Elle plongea son visage dans ses mains. C'était un cauchemar. 


— Après cette découverte, nous avons rangé l'affaire de ton frère dans les meurtres. Et nous avons besoin de connaître le coupable. La coupable, dans ce cas là.


— Il ne s'est pas suicidé, murmura-t-elle.


— Non. Il ne s'est pas suicidé. C'est justement ce que j'étais en train d'annoncer à tes parents.


Une part d'elle fut soulagée. Elle aurait passé sa vie à savoir pourquoi son frère s'était donné la mort. Mais à présent, elle la passerait en poursuivant une identité cachée. Cette personne lui avait prit la vie d'une des personnes les plus chères à ses yeux, et s'il fallait qu'elle la tue elle-même, elle le ferait. C'était l'unique moyen de rendre justice à Sasha.


— Elle savait que je la soupçonnerais, réalisa-t-elle. Ou que quelqu'un la pointerait du doigt. 


Un goût amer se répandit dans sa bouche. Depuis le début, Gabrielle avait eu l'intention de l'assassiner. Elle avait parlé avec une meurtrière. Vécu sous le même toit qu'une meurtrière. Laissé son frère aimer une meurtrière. La menace était partout. 

Partout, partout, partout. Son cœur s'emballa. Elle revit les photos, les clichés d'elle et William, d'elle et Simon, dans les moments les plus intimes. Chaque jour, chaque minute, en tout lieu. Quelqu'un pouvait sortir une arme et tirer. Elle tomberait, suffoquerait, mourrait. Comme Sasha.

Aussi simple que ça.


— Emma !


Elle cligna plusieurs fois des yeux. L'inspecteur se trouvait devant elle, les mains dans les siennes, essayant de la ramener sur terre. Il ne la lâcha pas, pas même quand elle acquiesça légèrement pour lui signifier que tout allait bien. Il finit par s'agenouiller, inspectant la moindre parcelle de son visage.
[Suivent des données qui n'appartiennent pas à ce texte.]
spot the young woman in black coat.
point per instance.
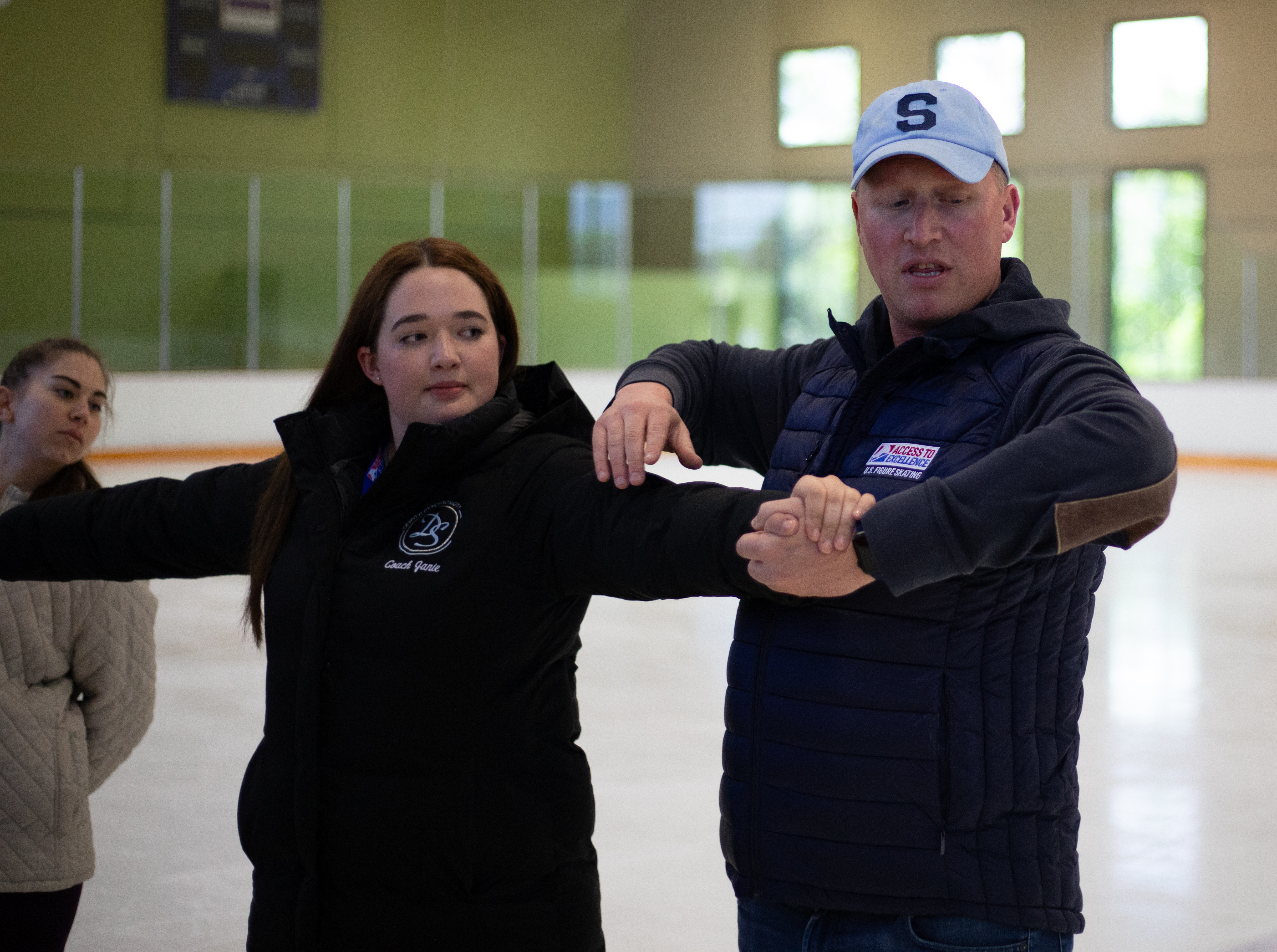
(421, 558)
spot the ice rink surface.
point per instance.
(1179, 756)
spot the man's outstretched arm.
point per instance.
(726, 401)
(1088, 460)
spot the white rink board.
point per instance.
(1215, 417)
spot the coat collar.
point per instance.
(334, 446)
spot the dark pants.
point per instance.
(38, 922)
(774, 927)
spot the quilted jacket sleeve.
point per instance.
(114, 669)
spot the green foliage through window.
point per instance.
(1157, 305)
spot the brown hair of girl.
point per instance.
(343, 382)
(73, 478)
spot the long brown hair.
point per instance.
(73, 478)
(344, 382)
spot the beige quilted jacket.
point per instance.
(77, 690)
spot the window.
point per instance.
(1160, 73)
(774, 258)
(991, 67)
(820, 96)
(1157, 308)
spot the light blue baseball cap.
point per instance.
(933, 119)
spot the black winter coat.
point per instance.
(418, 784)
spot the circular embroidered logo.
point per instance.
(431, 530)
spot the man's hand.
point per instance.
(818, 562)
(829, 511)
(793, 563)
(635, 429)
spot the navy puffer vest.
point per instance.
(911, 755)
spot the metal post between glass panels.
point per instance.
(437, 208)
(343, 249)
(165, 269)
(1251, 316)
(625, 303)
(531, 239)
(77, 247)
(255, 270)
(1080, 285)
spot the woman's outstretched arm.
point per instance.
(658, 540)
(154, 529)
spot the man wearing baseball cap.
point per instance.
(901, 751)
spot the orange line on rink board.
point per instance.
(1228, 463)
(256, 452)
(233, 452)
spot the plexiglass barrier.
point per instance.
(218, 270)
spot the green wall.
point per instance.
(485, 94)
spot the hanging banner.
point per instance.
(245, 53)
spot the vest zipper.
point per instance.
(760, 668)
(811, 456)
(943, 760)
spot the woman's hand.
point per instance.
(827, 507)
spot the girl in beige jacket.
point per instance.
(77, 659)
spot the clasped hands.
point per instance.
(802, 545)
(817, 562)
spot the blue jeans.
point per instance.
(774, 927)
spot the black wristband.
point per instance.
(865, 556)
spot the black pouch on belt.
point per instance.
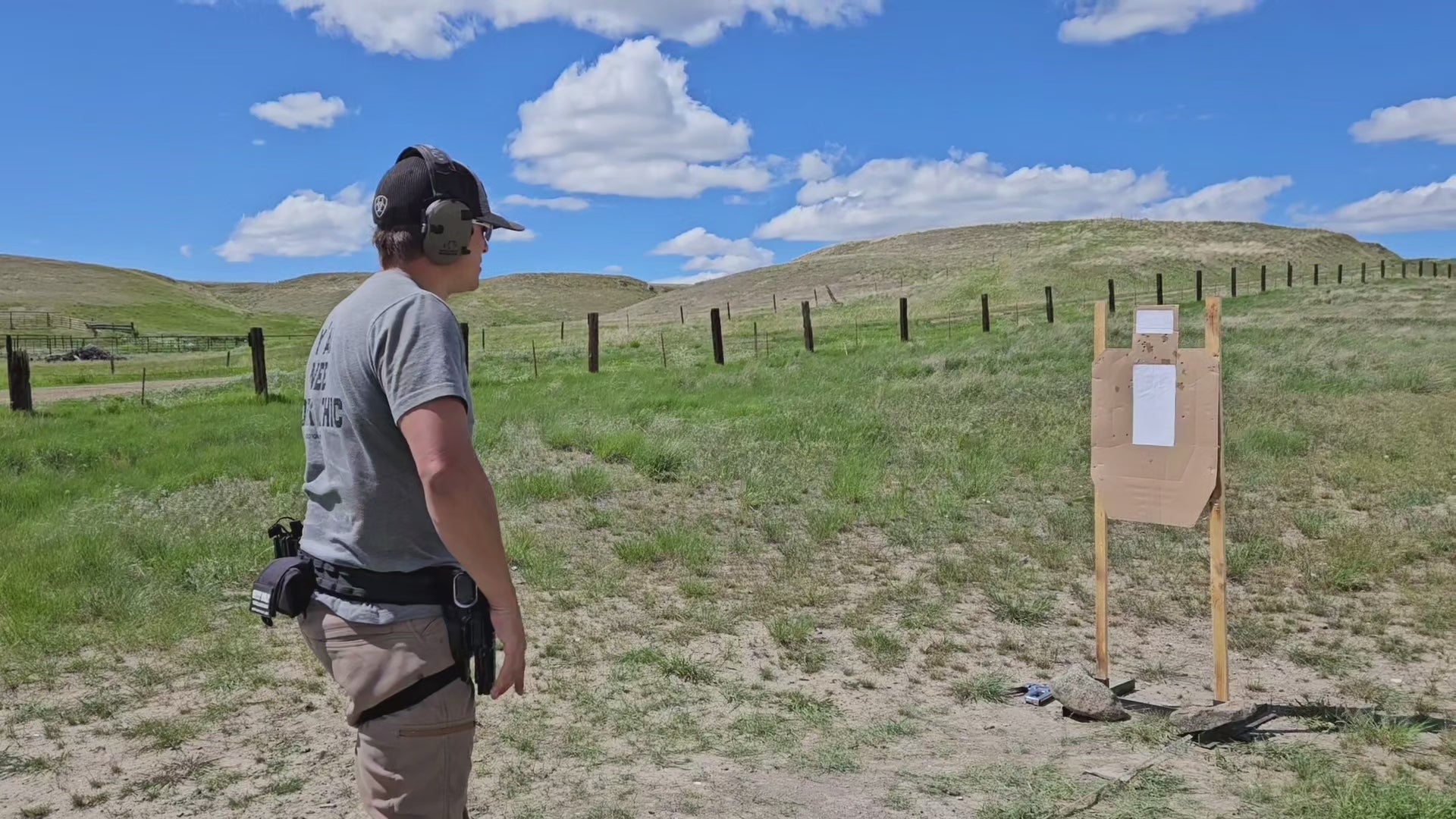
(284, 588)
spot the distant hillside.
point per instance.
(520, 297)
(158, 303)
(1012, 262)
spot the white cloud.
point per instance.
(1429, 207)
(306, 110)
(1110, 20)
(887, 197)
(510, 237)
(626, 126)
(560, 203)
(712, 257)
(816, 167)
(437, 28)
(1242, 200)
(1420, 120)
(302, 226)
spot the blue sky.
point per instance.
(240, 140)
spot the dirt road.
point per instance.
(53, 394)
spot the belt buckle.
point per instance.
(455, 589)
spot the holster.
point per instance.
(289, 583)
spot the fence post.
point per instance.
(718, 337)
(255, 341)
(592, 343)
(18, 369)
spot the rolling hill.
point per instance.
(161, 305)
(1012, 262)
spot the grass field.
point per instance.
(797, 585)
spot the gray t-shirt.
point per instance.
(384, 350)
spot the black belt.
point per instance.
(287, 586)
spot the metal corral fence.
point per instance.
(53, 322)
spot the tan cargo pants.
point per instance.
(416, 763)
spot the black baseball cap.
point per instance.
(405, 191)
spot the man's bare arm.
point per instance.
(462, 504)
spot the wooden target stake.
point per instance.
(1158, 453)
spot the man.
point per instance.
(394, 485)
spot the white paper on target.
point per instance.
(1155, 322)
(1155, 404)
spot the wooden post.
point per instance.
(1104, 665)
(1218, 563)
(18, 369)
(593, 343)
(255, 341)
(718, 337)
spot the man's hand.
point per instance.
(511, 632)
(462, 504)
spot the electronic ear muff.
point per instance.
(447, 226)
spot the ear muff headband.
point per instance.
(446, 224)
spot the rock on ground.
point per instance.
(1084, 695)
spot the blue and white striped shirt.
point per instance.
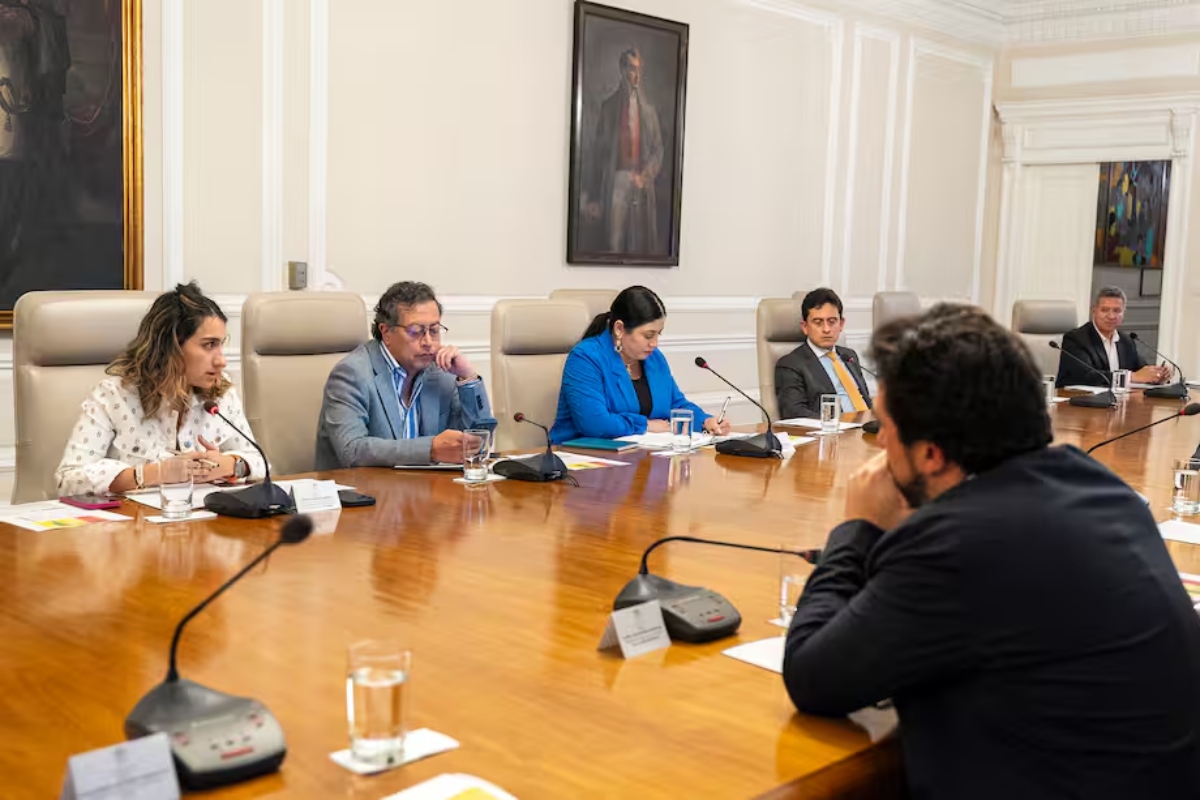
(412, 411)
— Nous allons retrouver cette fille. Je te le promets. 


— Et après ?


Il fronça les sourcils.


— Quoi après ?


— Que se passera-t-il quand vous l'aurez retrouvée ?


— Elle sera jugée. Condamnée. 


Elle retira ses mains des siennes. 


— Ça ne suffit pas.


Elle se leva et gagna la porte. Mais sa voix l'arrêta.


— J'ai résolu de nombreuses enquêtes tu sais. J'ai vu la rage transformer des gens en monstre. Des gens qui avaient perdu un être cher, comme toi, par la faute de quelqu'un d'autre. Certains ont voulu sauter les barrières pour étrangler l'assassin, lui faire du mal, voire le tuer. Mais alors, que se serait-il passé si je les avais laissé faire ? Qui aurait été meurtrier ? Le coupable, la victime ? Ou les deux ? 


— L'un serait meurtrier pour la bonne cause.


— Il n'y a pas de bonne ou de mauvaise cause devant le fait d'ôter une vie. Que ce soit par pur plaisir ou par vengeance, ça porte le même nom. Je te dis ça pour te protéger. Je sais ce que tu as en tête, je sais que tu vas tout tenter pour retrouver cette fille et venger ton frère. Mais tu es jeune, et tu as toute une vie devant toi. Tu as mal maintenant, mais dans vingt, trente ans, ce ne seront que des blessures enfouies.


Elle eut un petit rire sec.


— Avez-vous perdu quelqu'un que vous aimez, inspecteur ? 


Son visage se referma. Il garda le silence.


— Bien, fit-elle avec une certaine satisfaction. Nous en reparlerons quand vous aurez enterré un être cher.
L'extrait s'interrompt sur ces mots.